Testing and spreading messages to reduce AI x-risk
Overview
AI companies are currently locked in a race to create a superhuman AI, and no one knows how to make the first superhuman AI not kill everyone. There’s little governmental oversight or public awareness that everyone’s lives are being risked. We think that without government intervention directed at solving the problem and ensuring no existentially dangerous AI is developed anywhere in the world, humanity is not likely to survive. We further think it is possible to carefully but honestly inform the governments and the public of the problem and increase the chance of it being addressed. There are non-costly interventions that governments can make even before they fully agree with our understanding of the risk, that seem robustly helpful, e.g., because these interventions increase the chance of governments understanding the problem well and being able to address it directly later.
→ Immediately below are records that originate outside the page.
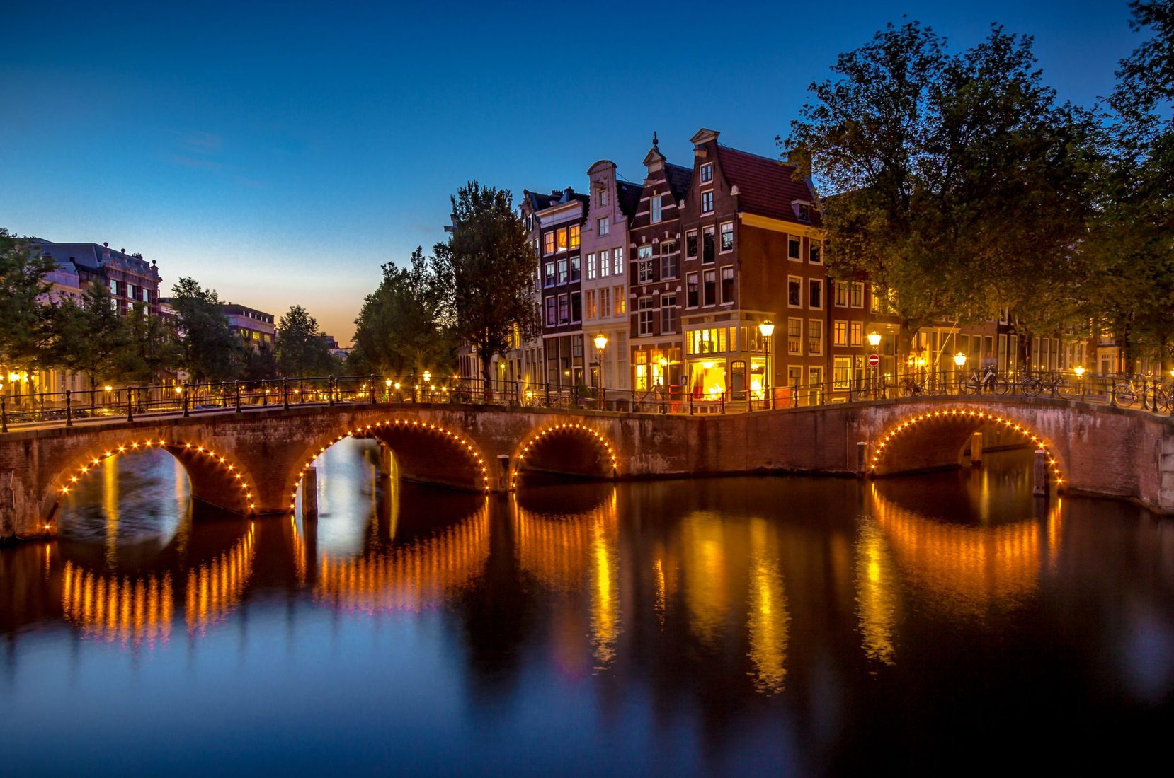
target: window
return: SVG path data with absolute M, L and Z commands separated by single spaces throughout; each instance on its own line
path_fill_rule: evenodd
M 642 245 L 636 250 L 636 283 L 647 284 L 653 278 L 653 248 Z
M 808 353 L 823 353 L 823 322 L 808 319 Z
M 722 251 L 734 250 L 734 222 L 722 223 Z
M 676 332 L 676 295 L 661 295 L 661 332 Z
M 864 307 L 864 282 L 853 280 L 851 290 L 852 290 L 852 307 Z
M 641 336 L 655 334 L 655 332 L 653 332 L 653 317 L 656 316 L 656 311 L 653 309 L 652 295 L 641 297 L 636 300 L 636 324 L 639 327 L 637 332 Z
M 676 278 L 676 243 L 661 241 L 661 278 Z
M 818 311 L 823 307 L 823 279 L 808 278 L 808 307 Z
M 803 279 L 798 276 L 787 277 L 787 304 L 791 307 L 803 307 Z
M 851 357 L 836 357 L 832 360 L 831 380 L 834 381 L 831 385 L 834 390 L 844 391 L 848 388 L 849 381 L 852 380 Z
M 704 292 L 702 305 L 714 305 L 717 303 L 717 271 L 706 270 L 701 276 L 702 291 Z
M 787 353 L 803 353 L 803 319 L 787 319 Z

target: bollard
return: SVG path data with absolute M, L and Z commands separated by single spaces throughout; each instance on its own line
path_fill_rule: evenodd
M 498 454 L 498 489 L 510 491 L 510 454 Z
M 318 471 L 311 465 L 302 475 L 302 521 L 318 517 Z
M 1035 486 L 1032 494 L 1035 496 L 1047 495 L 1047 452 L 1043 448 L 1035 449 Z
Our nonprofit aims to improve institutional response to existential risk from AI by developing and testing messaging about it and launching campaigns to educate the general public and key stakeholders about AI and related risks.
We think communicating the problem in simple and understandable, but valid (including in technicalities) language can help substantially.
What’s your plan?
With minor omissions, we plan to:
Do message testing (understand the variables, determine what successfully communicates core intuitions about the technical problem to various demographics or causes concern for valid reasons).
Core intuitions we’d want to communicate range from “Normal computer programs are human-made instructions for machines to follow, but modern AI systems are instead trillions of numbers; the algorithms these numbers represent are found by computers themselves and not designed, controlled, or understood by humans” to “AI developers know how to use a lot of compute to make AI systems generally better at achieving goals, but don’t know how to influence the goals AI systems are trying to pursue, especially as AI systems become human-level or smarter” to “If monkeys really want something, but humans really want something different, and humans don’t really care about monkeys, humans would usually get what they wanted even if it means monkeys don’t; if an AI system that’s better at achieving goals than humans doesn’t care about humans at all, it would get what it wants even if it means humans won’t get what they want. We should avoid developing superhuman systems that are misaligned with human values”.
Very different messages will work most efficiently to successfully produce technical understanding in very different people.
It might be good to simultaneously promote the government incentivizing (and not creating obstacles for) narrow and clearly beneficial uses of AI (such as in drug development), as opposed to general AI or research that shortens the timelines of general AI: we want regulation to target exclusively the inherently risky technology that might kill everyone. Responsible, economically valuable innovation that doesn’t contribute to that risk, including lots of kinds of startups, should be supported.
Iterate through content to promote with short feedback loops.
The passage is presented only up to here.